Clickwrap Rate Limits

There are two categories for each service:

Authenticated requests: Requests that can be associated with a site/account.
Unauthenticated requests: Requests that cannot be associated with a site/account.
- The most common scenario of Unauthenticated requests are requests that are missing a Site Access ID or API token. This allows us to easily differentiate and act upon possible malicious activity or improper implementations.

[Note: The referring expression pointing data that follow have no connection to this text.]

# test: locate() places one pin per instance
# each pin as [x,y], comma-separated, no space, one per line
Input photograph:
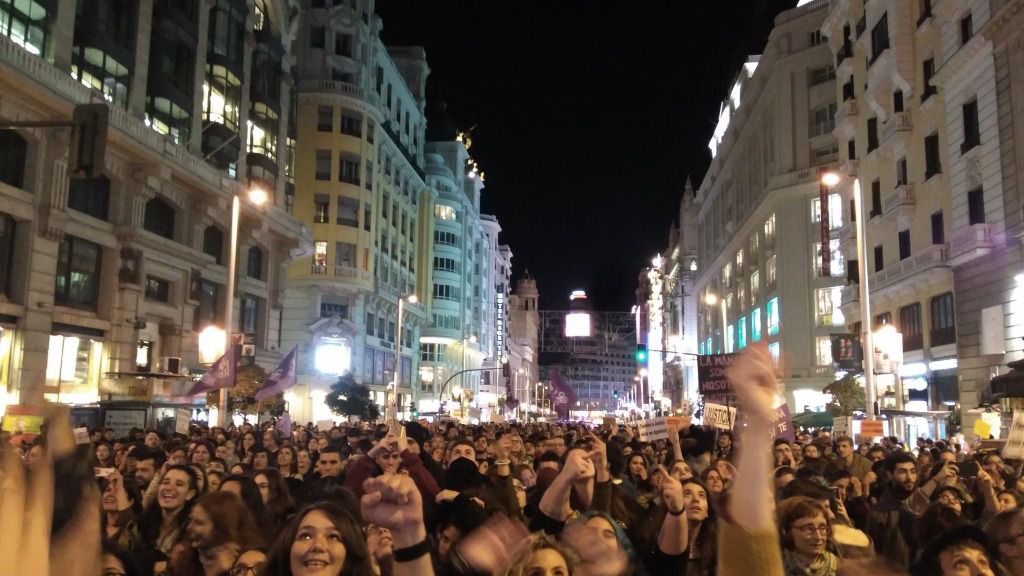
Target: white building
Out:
[105,282]
[759,214]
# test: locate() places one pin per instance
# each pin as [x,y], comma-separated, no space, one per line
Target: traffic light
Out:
[88,140]
[641,354]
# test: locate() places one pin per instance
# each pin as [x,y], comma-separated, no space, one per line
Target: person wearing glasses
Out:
[1006,539]
[249,563]
[804,531]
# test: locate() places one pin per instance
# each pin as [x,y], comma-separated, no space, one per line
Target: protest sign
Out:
[720,416]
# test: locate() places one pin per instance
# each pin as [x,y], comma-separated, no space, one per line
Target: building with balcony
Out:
[980,75]
[761,273]
[105,281]
[360,187]
[896,145]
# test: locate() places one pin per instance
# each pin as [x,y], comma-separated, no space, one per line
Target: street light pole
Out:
[865,304]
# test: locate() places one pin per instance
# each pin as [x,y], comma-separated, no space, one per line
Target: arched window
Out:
[254,263]
[15,151]
[213,243]
[160,217]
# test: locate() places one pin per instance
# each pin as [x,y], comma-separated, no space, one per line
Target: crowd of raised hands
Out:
[537,499]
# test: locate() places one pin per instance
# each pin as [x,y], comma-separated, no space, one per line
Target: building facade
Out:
[107,281]
[760,273]
[360,187]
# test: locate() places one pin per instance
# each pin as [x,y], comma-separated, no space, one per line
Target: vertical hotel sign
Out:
[823,216]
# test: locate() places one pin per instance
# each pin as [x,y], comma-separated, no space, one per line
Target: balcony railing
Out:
[970,243]
[902,196]
[899,122]
[933,256]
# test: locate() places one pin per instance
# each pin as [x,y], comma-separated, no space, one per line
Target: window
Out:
[837,261]
[904,244]
[322,208]
[349,168]
[343,44]
[928,72]
[221,96]
[822,75]
[976,207]
[932,163]
[331,307]
[79,264]
[445,292]
[938,229]
[445,264]
[827,312]
[14,149]
[159,218]
[972,129]
[909,326]
[250,312]
[967,28]
[6,252]
[351,124]
[317,37]
[344,254]
[348,211]
[943,320]
[880,37]
[823,120]
[323,164]
[822,347]
[773,315]
[89,196]
[835,210]
[254,262]
[26,24]
[325,119]
[442,212]
[446,238]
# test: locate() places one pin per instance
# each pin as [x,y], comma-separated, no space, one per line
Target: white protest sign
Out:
[653,428]
[1014,449]
[720,416]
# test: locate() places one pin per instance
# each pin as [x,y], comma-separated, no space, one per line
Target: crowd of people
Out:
[521,499]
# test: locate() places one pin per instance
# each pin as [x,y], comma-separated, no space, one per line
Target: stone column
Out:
[140,75]
[199,77]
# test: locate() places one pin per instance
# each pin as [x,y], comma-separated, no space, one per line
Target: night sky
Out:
[587,116]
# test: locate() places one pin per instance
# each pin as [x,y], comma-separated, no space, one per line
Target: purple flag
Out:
[220,375]
[562,396]
[285,424]
[283,377]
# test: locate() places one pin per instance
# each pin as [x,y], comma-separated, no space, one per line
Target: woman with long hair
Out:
[804,532]
[219,526]
[323,539]
[541,553]
[701,554]
[275,497]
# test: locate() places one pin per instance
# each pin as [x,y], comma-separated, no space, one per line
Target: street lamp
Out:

The following are the rate limits:

Service	Request Type	Limit	Limited by Identifier
REST API	Authenticated requests	`2000` maximum per `1` minute	API Token
	Unauthenticated requests	`60` maximum per `1` minute	IP Address
Activity API	Authenticated requests	`10000` maximum per `5` minute	Site Access ID
	Unauthenticated requests	`60` maximum per `1` minute	IP Address

Handling limiting gracefully

When a rate limit is exceeded, a 429 error will be thrown, the request will not be processed, and you will need to resend the request again once the rate limit quota has been reset. Checking and handling the a 429 response is the basic way to gracefully handle a rate limit occurrence. The response header will also contain a Retry-After response header that will specify the number of seconds until the rate limit quota is reset and can be retried. Below is a sample of the 429 error that the response would contain:

{
    "error": {
        "message": "Request limit has been reached for the current rate limit period.",
        "status": 429,
        "name": "RateLimitExceededError",
        "code": "rate_limit_exceeded",
        "url": "/v1.1/sites",
        "context": {
            "user": {
                "id": "1",
                "email": "wilson.lam@ironcladhq.com"
            }
        }
    }
}

Tips To Avoid Hitting Rate Limits

Cache data for repeat calls

If your site or app uses data from Ironclad on each page load, that data should be cached and loaded from that cache instead of being requested from the Ironclad APIs each time.

Proactively respond

Using the response header information that we provide, to actively adjust and avoid being rate limited. We provide the following informational headers:

X-Ratelimit-Limit: indicates the total quota that is allowed in the current time window. (If rate limit changes in the future, this will also update)
X-RateLimit-Reset: indicates the exact epoch time that the current window of quota will reset.
X-Ratelimit-Remaining: indicates the remaining quota available for the current time window.

Load testing

Conducting load tests against the API or other components of the Ironclad system must be coordinated with your Ironclad representative. If your company, or department requires load testing of the Ironclad Clickwrap API either prior to implementing or after your implementation is live, please reach out to your Ironclad representative or Ironclad Support ahead of time.